Her mother, an Army Reservist for the last decade, was working with the Census Bureau in Azusa. Her stepfather, a helicopter crew chief, had just returned from more than a yearlong tour in Iraq.
There was never any doubt that Sgt. Hernandez-Smith would answer the call, but her husband also wanted to return for his wife’s first tour of duty. She left that April; he followed three months later.
“We as a family decided that I should go with her to try and help her with being away from the girls,” Smith said. “Plus, I was worried for her safety and wanted to keep an eye out for her.”

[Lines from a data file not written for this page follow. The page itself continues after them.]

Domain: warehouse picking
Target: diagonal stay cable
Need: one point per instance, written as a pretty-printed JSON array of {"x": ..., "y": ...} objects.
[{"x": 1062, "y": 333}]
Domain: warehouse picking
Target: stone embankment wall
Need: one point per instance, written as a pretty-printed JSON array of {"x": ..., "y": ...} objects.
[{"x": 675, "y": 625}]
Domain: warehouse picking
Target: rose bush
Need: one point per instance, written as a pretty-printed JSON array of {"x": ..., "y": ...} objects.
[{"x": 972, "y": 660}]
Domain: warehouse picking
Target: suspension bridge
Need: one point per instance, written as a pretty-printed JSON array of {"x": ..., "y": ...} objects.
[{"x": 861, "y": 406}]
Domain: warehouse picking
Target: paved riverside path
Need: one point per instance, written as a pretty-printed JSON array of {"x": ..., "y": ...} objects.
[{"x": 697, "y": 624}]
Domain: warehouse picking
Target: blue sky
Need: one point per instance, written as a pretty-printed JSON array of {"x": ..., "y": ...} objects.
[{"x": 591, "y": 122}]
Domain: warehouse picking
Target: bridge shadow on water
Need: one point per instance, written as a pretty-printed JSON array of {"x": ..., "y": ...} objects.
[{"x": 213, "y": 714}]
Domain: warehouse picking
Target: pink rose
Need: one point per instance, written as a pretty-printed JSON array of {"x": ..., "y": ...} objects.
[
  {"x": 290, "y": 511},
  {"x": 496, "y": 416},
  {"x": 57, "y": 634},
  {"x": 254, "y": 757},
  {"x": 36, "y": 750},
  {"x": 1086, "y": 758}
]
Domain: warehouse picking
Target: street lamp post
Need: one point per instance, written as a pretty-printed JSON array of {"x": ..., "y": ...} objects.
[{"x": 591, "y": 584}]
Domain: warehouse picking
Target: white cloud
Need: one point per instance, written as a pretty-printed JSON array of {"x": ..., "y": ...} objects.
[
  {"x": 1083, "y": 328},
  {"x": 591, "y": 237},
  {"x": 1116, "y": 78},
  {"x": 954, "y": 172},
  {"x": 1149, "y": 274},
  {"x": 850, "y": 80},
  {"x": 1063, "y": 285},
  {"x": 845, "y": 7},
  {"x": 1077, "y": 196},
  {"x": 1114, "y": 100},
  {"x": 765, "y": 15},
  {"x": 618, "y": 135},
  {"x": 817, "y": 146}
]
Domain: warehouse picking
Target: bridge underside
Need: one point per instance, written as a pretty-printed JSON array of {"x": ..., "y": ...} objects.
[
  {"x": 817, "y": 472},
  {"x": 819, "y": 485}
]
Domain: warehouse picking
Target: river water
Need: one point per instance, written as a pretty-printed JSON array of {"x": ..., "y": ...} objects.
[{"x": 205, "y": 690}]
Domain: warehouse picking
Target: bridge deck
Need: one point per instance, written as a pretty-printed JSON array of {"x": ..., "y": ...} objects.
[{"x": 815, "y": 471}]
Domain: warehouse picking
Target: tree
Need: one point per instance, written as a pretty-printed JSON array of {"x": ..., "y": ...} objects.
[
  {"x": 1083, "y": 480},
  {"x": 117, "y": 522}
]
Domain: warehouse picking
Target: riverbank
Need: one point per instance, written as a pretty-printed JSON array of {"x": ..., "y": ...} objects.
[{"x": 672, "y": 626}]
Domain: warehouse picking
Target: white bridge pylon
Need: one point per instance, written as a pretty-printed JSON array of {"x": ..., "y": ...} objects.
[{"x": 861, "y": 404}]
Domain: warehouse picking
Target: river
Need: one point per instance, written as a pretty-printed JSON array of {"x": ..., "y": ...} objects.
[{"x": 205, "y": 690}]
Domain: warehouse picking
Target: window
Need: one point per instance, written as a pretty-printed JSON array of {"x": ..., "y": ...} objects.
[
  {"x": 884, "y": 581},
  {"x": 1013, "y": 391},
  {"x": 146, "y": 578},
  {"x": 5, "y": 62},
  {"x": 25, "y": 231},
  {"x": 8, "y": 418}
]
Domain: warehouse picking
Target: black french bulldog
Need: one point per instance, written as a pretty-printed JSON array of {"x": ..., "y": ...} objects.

These are their girls (left to right) Grace 10, Audrey 20, Emily 3, Ashley 4 and Stephanie 17. It’s been hard on all of them, but Audrey assures her mother that this responsibility wasn’t pushed on her and that she chose to do it. Yes, she is missing time with her fiance and she’s finding that being a parent is a really hard job, but she knows that she is doing the right thing.
The family of sisters sits down for dinner and gathers around the TV to watch an Animal Planet special on wolves. Afterward, Delgadillo coaxes Emily and Ashley into bed, a nightly battle of wills that can last two hours.
The girls say Delgadillo is more lenient than their mother. But if anyone messes up, Iraq is only an e-mail away.
“My mom is still the law in this house,” Delgadillo says.
“She’s just far away. The only difference is that now she does her yelling in all caps.”